インさんの声は特別だ。少し低めの声はポツリと呟くだけで存在感がある。あれは一種の美声だ。寝起きのかすれ気味の声なんて色気半端ないもの、って今はそれどころじゃない。
私は漆黒の木々の間を縫うようにして走り抜ける。幸いまだインさんにまだ追いつかれていない。とはいえ相手は暗殺者、油断は禁物だ。
「きゃぁッ!!」
木の根に足をとられ、私は盛大に地面に転がる。ずしゃあと音をたて、地面を擦った身体は悲鳴を上げじくじくと痛みを訴える。一番痛い右ひざを見ればだらだらと鮮血が垂れていた。あれは石で膝を切ってしまったかもしれない。
「……みつけた」
近くでぽつりと落とされる低めの声に私は目を見開いた。
「駄目じゃないか。ハナ。……あぁ、そんなに盛大に転んで」
私の膝の怪我を見て、インさんはその端正な顔を歪ませる。
「さ、帰ろ。ハナ」
私に向かって手を広げるインさん。私は唇を戦慄かせて、かろうじて口を開ける。
「やだ」
私の声にインさんの動きがピタリと止まる。
「なんで?」
温度のないインさんの声に私は頭を横に振る。
「だって……誰でもいいんでしょ?」
私は泣きたい気持ちを堪えて聞く。声が震えていない事を祈りながら。
インさんの顔を窺う。これでもし、めんどくさそうな顔をされたら私の中の何かが崩れる、と直感的に思ってしまった。

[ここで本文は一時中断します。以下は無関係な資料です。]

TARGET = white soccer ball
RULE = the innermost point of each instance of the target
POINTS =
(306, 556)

私は恐る恐るインさんの方へと振り返る。インさんは私を見下ろしている。それ故、顔に影がかかり、表情が見えづらい。
「誰でも?……そんな訳ない」
誰だ?あれは。
私はそう思ってしまった。それ程、インさんの声は震えていたし、その銀色の瞳は苛烈な光を帯びていた。その声に潜む激情の激しさが、低さで伝わってくる。
「ハナ、俺の特別。……逃げられると思わない方がいいよ」
膝を折りしゃがみ、私と目線を合わせたインさんが静かに言い放った。いつものインさんみたいに静かな声なのに、不思議と熱っぽい響きがあった。
無意識にジリッと後ろに下がった私の背中に木の幹がぶつかる。あ、これ詰んだかもと私は現実逃避気味に考えた。
ヤンデレが本格的になって参りました。